文科省のガイドラインは非常に使いづらいものとなっている。また、コロナ以前から1人1台端末を進めてきた自治体の学校ではネット環境や端末、使っている機種、導入しているソフトなどが更新時期に来ており、より使い勝手の良いものを求めている。東京都教育委員会は学習用端末を文具として活用でき、「教師が変わる学校が変わる子供が変わる」を合言葉に現場で使いやすいリーフレット“手引書”の形で令和3年の春に作製している。概(おおむ)ね文科省のガイドラインと同じだが、ロードマップに加え、写真や図表を多く使用、分かりやすく解説している。全国の小学校、中学校、高等学校でも使える“模範的”リーフレットになっている。使用におけるトラブルには教師が適切に判断、その都度注意する。試行錯誤の連続で子供たちが自由に使い活用範囲が広がることを目指している。

端末機器、AI技術、出版社などが作成している学習アプリ、どれを取っても日進月歩しており、市場には多数出回っている。どれを選択するか、迷っている学校も多い。「コロナウイルスの蔓延(まんえん)による“休校の嵐”が吹き荒れた頃。右も左も分からず、とにかく導入したが、近年、ネット環境、端末機器とも更新の時期に来ている」とインターネットによる「チェルマガジンセミナー」の中で東京都渋谷区立西原小学校の曾我泉校長が語っている。

また、同校長は、先生たちが「できることから順番に」を合言葉に、出欠の点呼、校務の教職員間での連絡・共有などで徐々に使えるようになってきている。
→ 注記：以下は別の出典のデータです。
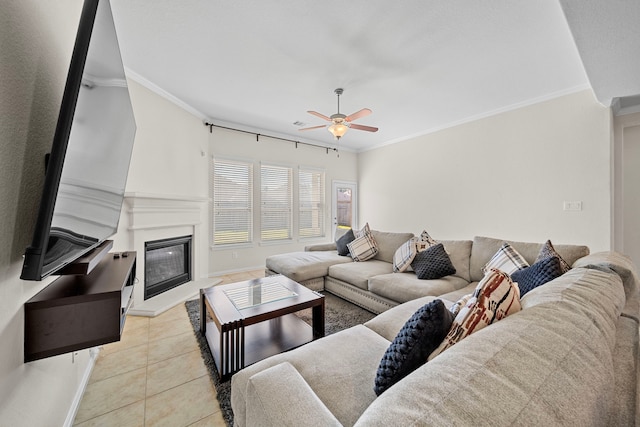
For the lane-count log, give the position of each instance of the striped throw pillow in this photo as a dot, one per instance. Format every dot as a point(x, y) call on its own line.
point(506, 259)
point(495, 297)
point(404, 255)
point(363, 248)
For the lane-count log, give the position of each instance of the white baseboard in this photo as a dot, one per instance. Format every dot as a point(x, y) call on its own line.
point(75, 404)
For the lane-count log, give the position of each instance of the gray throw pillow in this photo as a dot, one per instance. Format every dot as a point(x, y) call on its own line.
point(433, 263)
point(343, 241)
point(422, 334)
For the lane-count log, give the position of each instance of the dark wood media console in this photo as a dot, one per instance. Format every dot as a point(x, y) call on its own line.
point(80, 311)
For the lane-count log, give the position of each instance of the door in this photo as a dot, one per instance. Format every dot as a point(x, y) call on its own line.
point(344, 206)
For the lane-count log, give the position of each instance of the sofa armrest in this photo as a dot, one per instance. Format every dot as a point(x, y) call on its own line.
point(279, 396)
point(321, 247)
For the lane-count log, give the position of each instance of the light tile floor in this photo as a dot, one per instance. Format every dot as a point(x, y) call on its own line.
point(154, 376)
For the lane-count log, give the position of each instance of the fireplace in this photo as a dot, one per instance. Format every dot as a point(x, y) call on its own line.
point(167, 264)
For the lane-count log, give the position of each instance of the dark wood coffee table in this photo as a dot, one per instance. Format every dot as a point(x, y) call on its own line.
point(252, 320)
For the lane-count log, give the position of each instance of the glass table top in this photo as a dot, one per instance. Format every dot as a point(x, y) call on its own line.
point(257, 294)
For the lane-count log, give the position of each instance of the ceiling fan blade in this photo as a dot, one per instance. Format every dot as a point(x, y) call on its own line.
point(362, 127)
point(362, 113)
point(313, 127)
point(322, 116)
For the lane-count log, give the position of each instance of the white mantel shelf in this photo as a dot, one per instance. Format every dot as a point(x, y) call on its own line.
point(160, 216)
point(169, 299)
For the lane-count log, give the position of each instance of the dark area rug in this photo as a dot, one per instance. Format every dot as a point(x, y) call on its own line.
point(338, 315)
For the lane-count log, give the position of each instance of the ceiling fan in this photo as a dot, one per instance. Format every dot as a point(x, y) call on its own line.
point(340, 123)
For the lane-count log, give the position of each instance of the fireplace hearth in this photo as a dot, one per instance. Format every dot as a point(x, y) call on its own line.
point(167, 264)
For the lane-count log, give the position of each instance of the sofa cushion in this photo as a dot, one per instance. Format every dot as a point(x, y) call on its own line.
point(364, 230)
point(485, 247)
point(402, 287)
point(506, 259)
point(343, 242)
point(358, 273)
point(547, 251)
point(340, 369)
point(404, 255)
point(549, 364)
point(388, 243)
point(425, 241)
point(419, 336)
point(462, 302)
point(301, 266)
point(432, 263)
point(459, 252)
point(538, 274)
point(495, 298)
point(363, 248)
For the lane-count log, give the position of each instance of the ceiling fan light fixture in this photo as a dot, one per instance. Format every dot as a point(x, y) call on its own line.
point(338, 130)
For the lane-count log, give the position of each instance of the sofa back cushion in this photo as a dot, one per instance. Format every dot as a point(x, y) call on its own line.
point(549, 364)
point(459, 251)
point(485, 247)
point(388, 243)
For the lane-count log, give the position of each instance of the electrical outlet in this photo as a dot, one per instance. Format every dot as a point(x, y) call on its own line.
point(572, 206)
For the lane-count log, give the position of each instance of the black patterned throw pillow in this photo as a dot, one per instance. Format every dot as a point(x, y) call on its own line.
point(433, 263)
point(422, 333)
point(343, 241)
point(538, 274)
point(547, 251)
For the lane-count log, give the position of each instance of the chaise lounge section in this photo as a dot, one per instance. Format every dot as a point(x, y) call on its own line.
point(568, 357)
point(374, 286)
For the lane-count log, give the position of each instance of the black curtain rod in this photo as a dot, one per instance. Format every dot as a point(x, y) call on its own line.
point(258, 135)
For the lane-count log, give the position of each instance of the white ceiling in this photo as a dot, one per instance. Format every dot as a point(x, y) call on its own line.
point(420, 65)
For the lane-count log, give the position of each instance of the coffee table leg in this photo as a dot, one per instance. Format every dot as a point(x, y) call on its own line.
point(203, 314)
point(317, 313)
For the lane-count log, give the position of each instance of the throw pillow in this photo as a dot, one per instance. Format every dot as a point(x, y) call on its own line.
point(506, 259)
point(343, 241)
point(433, 263)
point(538, 274)
point(425, 241)
point(547, 251)
point(495, 297)
point(423, 332)
point(404, 255)
point(363, 248)
point(364, 230)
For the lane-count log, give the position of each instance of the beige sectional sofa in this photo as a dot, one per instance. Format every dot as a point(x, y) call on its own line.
point(569, 357)
point(373, 284)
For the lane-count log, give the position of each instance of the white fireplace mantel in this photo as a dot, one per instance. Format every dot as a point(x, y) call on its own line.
point(160, 216)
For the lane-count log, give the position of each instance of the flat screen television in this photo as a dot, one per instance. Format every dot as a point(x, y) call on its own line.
point(87, 168)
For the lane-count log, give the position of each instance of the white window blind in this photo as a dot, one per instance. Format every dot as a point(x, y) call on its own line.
point(311, 208)
point(276, 202)
point(232, 211)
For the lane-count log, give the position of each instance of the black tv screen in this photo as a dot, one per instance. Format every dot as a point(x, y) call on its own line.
point(87, 169)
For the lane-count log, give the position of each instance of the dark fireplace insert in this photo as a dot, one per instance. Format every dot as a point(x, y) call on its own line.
point(167, 264)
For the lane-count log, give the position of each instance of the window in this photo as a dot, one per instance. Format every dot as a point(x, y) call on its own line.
point(311, 206)
point(276, 202)
point(232, 209)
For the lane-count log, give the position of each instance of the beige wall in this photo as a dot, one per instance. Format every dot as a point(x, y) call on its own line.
point(36, 47)
point(626, 207)
point(504, 176)
point(236, 145)
point(169, 154)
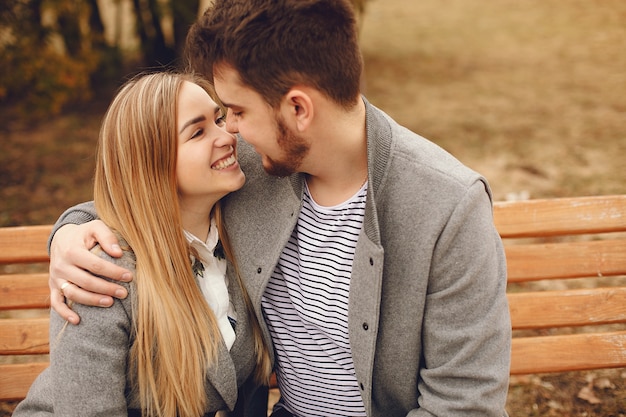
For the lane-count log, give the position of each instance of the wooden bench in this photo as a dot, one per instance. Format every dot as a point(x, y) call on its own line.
point(567, 289)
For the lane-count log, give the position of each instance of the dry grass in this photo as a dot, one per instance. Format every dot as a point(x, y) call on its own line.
point(529, 93)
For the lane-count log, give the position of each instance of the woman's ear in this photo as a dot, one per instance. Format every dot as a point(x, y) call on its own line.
point(298, 108)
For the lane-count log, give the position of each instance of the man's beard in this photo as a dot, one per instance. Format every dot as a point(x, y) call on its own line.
point(294, 150)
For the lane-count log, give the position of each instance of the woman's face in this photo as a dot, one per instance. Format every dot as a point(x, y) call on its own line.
point(207, 167)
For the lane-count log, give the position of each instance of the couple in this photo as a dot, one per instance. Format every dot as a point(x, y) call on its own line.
point(368, 256)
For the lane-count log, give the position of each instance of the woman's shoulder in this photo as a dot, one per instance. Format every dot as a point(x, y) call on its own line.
point(127, 260)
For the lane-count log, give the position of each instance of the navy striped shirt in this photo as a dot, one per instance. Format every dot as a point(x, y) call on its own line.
point(306, 307)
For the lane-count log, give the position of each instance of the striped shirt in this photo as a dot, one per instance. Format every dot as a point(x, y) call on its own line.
point(306, 307)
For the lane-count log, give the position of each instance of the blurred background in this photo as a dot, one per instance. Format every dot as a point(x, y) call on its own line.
point(530, 93)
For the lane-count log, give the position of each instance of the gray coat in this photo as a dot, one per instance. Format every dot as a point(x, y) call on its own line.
point(428, 317)
point(429, 322)
point(89, 371)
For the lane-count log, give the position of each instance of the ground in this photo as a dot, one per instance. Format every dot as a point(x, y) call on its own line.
point(530, 94)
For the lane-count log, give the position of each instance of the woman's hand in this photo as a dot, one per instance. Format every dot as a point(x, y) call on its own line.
point(72, 268)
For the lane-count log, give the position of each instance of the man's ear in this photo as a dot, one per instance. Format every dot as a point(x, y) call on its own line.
point(298, 108)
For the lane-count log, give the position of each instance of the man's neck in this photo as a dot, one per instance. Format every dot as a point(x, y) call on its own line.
point(338, 161)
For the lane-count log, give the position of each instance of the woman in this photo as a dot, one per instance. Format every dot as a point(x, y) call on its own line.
point(185, 339)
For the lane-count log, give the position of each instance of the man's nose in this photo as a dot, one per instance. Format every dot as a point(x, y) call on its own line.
point(231, 122)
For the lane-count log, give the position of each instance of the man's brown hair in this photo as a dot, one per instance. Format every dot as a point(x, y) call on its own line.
point(277, 44)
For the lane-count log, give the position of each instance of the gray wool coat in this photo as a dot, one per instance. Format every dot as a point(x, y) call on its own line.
point(89, 373)
point(429, 322)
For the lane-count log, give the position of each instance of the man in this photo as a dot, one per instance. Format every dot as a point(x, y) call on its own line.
point(369, 251)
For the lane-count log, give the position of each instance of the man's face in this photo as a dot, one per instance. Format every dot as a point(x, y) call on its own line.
point(281, 150)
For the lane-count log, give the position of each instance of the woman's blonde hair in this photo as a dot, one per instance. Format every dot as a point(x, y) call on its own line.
point(135, 193)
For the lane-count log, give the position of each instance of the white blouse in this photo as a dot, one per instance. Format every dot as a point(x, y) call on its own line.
point(213, 282)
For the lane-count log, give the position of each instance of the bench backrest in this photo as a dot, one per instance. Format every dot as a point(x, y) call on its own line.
point(567, 289)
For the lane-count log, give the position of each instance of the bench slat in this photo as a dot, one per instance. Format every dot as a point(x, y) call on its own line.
point(542, 354)
point(22, 291)
point(24, 244)
point(16, 379)
point(550, 217)
point(24, 336)
point(546, 309)
point(532, 262)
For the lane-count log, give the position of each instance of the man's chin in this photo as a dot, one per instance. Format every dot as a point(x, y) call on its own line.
point(276, 169)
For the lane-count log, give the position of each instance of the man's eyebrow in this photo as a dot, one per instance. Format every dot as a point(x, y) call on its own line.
point(192, 121)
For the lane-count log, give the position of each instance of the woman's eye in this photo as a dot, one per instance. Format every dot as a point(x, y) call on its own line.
point(197, 133)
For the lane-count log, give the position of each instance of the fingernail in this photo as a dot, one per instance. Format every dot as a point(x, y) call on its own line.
point(105, 302)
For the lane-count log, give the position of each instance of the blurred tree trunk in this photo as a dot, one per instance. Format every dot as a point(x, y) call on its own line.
point(184, 13)
point(150, 32)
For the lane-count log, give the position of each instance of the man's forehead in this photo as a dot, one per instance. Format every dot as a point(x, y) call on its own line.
point(228, 85)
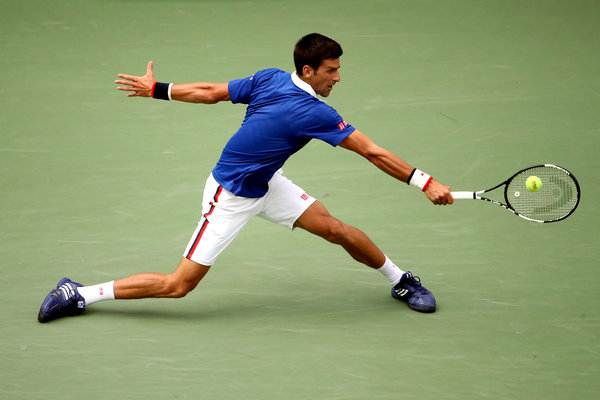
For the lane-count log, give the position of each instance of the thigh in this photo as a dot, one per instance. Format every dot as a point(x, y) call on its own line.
point(285, 202)
point(316, 219)
point(224, 216)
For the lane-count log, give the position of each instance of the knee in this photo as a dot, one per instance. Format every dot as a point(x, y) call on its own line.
point(178, 288)
point(336, 231)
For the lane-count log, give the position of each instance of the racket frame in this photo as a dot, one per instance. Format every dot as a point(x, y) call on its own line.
point(477, 195)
だが、課題も多く、特に、学習時間外での遊びに使っている子供が居た場合の指導は難しい。あまり厳しくすると、ネットを介した学び、「個別最適な学び」に向けた生徒のやる気を削(そ)いでしまう。かといって指導しなければ、自分勝手な使い方になってしまうからだという。

今後、AI機器の利活用は、出欠確認時に、元気にしているかを確認したり、児童・生徒が分からないことを先生に質問できるようにしたりする、会話や相談の環境を整えることが大事だ。教員と児童・生徒の間で端末の利活用について、先生が一方的に考えを押し付けるのではなく、意見を出し合い、共に考える場を設けることも必要になってくる。
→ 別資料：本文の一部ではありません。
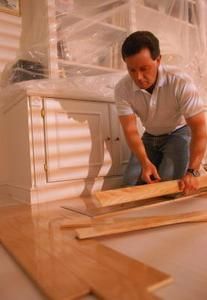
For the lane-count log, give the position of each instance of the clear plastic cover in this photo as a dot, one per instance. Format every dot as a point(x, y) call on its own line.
point(64, 39)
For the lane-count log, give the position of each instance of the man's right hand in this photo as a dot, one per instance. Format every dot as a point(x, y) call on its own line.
point(149, 173)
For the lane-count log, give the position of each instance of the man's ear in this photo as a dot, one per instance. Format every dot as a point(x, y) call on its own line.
point(158, 59)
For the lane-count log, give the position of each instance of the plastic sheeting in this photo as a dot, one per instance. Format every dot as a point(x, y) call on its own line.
point(84, 38)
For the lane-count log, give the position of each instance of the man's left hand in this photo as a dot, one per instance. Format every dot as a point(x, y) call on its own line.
point(188, 184)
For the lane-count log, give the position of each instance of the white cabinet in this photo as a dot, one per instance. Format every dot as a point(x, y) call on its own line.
point(77, 139)
point(64, 147)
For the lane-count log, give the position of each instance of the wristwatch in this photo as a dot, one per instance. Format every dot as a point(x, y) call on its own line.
point(194, 172)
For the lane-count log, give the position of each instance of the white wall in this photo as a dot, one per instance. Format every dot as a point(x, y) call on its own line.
point(10, 27)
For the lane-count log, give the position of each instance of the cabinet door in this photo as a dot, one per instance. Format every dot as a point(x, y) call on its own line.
point(77, 139)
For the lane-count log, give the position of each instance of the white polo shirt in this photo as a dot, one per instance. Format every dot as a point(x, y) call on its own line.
point(174, 99)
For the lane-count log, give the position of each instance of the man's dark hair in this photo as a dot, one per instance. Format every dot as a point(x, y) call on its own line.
point(138, 41)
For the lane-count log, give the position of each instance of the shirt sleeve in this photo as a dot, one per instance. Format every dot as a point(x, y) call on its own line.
point(122, 104)
point(189, 101)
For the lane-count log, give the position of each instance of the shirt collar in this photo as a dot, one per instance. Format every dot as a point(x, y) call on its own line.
point(160, 80)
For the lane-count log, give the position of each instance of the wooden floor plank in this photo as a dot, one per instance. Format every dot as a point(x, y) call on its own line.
point(50, 249)
point(141, 192)
point(139, 224)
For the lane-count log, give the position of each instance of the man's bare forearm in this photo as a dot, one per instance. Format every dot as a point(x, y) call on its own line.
point(136, 145)
point(197, 149)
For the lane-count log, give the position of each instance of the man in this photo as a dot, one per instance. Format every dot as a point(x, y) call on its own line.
point(168, 105)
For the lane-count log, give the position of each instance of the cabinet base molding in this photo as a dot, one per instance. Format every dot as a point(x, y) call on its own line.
point(61, 190)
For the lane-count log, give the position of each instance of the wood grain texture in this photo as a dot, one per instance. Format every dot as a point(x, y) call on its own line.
point(139, 224)
point(65, 268)
point(141, 192)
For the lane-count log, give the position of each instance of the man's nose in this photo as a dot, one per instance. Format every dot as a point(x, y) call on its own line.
point(139, 76)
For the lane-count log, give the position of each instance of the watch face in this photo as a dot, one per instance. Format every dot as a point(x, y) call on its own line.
point(196, 173)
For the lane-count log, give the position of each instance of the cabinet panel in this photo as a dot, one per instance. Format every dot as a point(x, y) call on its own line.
point(77, 139)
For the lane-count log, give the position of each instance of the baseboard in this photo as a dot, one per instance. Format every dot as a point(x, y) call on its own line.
point(62, 190)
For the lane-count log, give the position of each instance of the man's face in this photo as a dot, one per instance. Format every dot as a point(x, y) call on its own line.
point(142, 68)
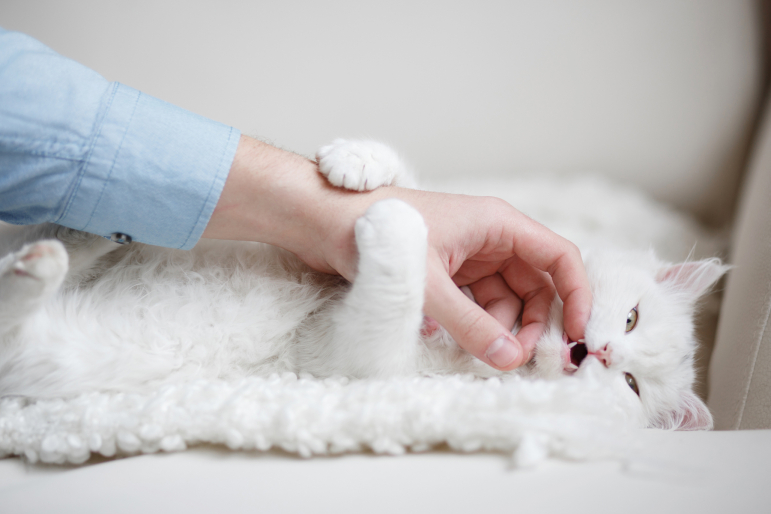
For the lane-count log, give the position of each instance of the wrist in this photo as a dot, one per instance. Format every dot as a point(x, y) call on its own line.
point(278, 197)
出版社などが作成している学習アプリも充実してきており、一人一人の学習履歴や興味関心に応じた宿題を作成したり、自学自習がやりやすくなってくるだろう。学習の継続状況やつまずいたところに応じて、児童・生徒に応じた課題を提供することもできるようになる。新しい時代に向けた児童・生徒の学習の意欲を育んでいくことが必要だ。